To prevent condensation on windows, you’ll have to be proactive in stopping the accumulation of moisture in your home. Read the following tips to learn how to reduce condensation on windows.
- Tie back your curtains and open blinds to circulate air
- Circulate the air inside your home. Open windows or doors if temperature permits. If the temperature is too cold, turn on your ceiling fans or furnace fan
- Place a dehumidifier in the room where condensation occurs. To get the most out of this tactic, place the dehumidifier as close to your window as possible
- Verify that your window’s caulking is adequate
- Recognize that your laundry room can be a source of moisture
- Repair unnecessary sources of moisture in your home such as cracks in walls and basement floors
- Check your vents for blockages and remove them if present
- Use your bathroom and kitchen fans every time you cook or shower. Showering and cooking releases a lot of moisture into the air, and sometimes this moisture cannot escape from your house easily. The exhaust fans in your kitchen and your bathroom help remove this moisture from the air. You want to run the fans for about 15 to 20 minutes after you shower or cook.

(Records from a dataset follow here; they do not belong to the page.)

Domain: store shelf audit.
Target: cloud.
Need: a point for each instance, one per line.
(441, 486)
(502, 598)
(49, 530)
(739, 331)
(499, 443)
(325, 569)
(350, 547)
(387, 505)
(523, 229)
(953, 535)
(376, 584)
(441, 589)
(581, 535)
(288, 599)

Window condensation should only occur when there are extreme temperature differences between indoor and outdoor spaces. In addition, there should only be a fairly small amount of water on the glass. Condensation will be seen on the inside of a window during winter months, and will present itself on the outside of a window during summer months. If you find condensation between the two layers of glass in an insulated window, the airtight seal has probably failed and the glass unit will need to be replaced. If there is too much moisture inside the home, you will see evidence during both the cold and warm seasons. Moisture spots on the ceiling or walls, peeling paint, rotting wood, delaminating plywood, moisture on exterior walls, and fungus, mold or mildew growth are signs of a more serious moisture problem. Should you experience these symptoms, an expert heating & cooling contractor should be contacted in order to solve the problem.